JDK-8223777 : In posix_spawn mode, failing to exec() jspawnhelper may not result in an error
  • Type: Bug
  • Component: core-libs
  • Sub-Component: java.lang
  • Affected Version: 11,13
  • Priority: P2
  • Status: Closed
  • Resolution: Fixed
  • Submitted: 2019-05-13
  • Updated: 2020-07-23
  • Resolved: 2019-06-05
The Version table provides details related to the release that this issue/RFE will be addressed.

Unresolved : Release in which this issue/RFE will be addressed.
Resolved: Release in which this issue/RFE has been resolved.
Fixed : Release in which this issue/RFE has been fixed. The release containing this fix may be available for download as an Early Access Release or a General Availability Release.

To download the current JDK release, click here.
JDK 11 JDK 13 JDK 14
11.0.9Fixed 13 b24Fixed 14Fixed
Related Reports
Relates :  
Relates :  
Relates :  
Relates :  
Description
java.lang.Process uses posix_spawn() by default now on Linux too. That exposes a quirk/bug/depending-how-you-see-it in the glibc.

posix_spawn() does start a new child process with whatever method it likes - in case of glibc, with fork(), vfork() or clone() depending on the glibc version - then, in the child process, proceeds to exec() the target binary. In our case the target binary is always the jspawnhelper binary from the JDK.

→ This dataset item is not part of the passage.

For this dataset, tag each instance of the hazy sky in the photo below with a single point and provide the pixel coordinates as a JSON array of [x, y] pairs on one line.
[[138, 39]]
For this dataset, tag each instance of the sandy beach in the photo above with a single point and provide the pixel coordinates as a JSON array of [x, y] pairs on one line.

The problem is that the glibc version of posix_spawn() does not report back an error if the exec() step fails. Instead, the child process will just quit with error code 127.

Strictly speaking that is no bug since POSIX allows that. But for us this situation is indistinguishable from a user program exiting with 127. If we fail to exec() the jspawnhelper, we need to raise an IOException. If a user program exits with 127, we do not care - user should handle this.

In our case this only affects the first exec() the child process does, execing the jspawnhelper. The jspawnhelper then will proceed to exec() the target binary, and we have error reporting for that in place.

But if the jspawnhelper cannot be exec()'ed - e.g. because its permissions are forbidding execution - currently, on glibc, we will not get an error. From the outside it looks like the child process quits immediately.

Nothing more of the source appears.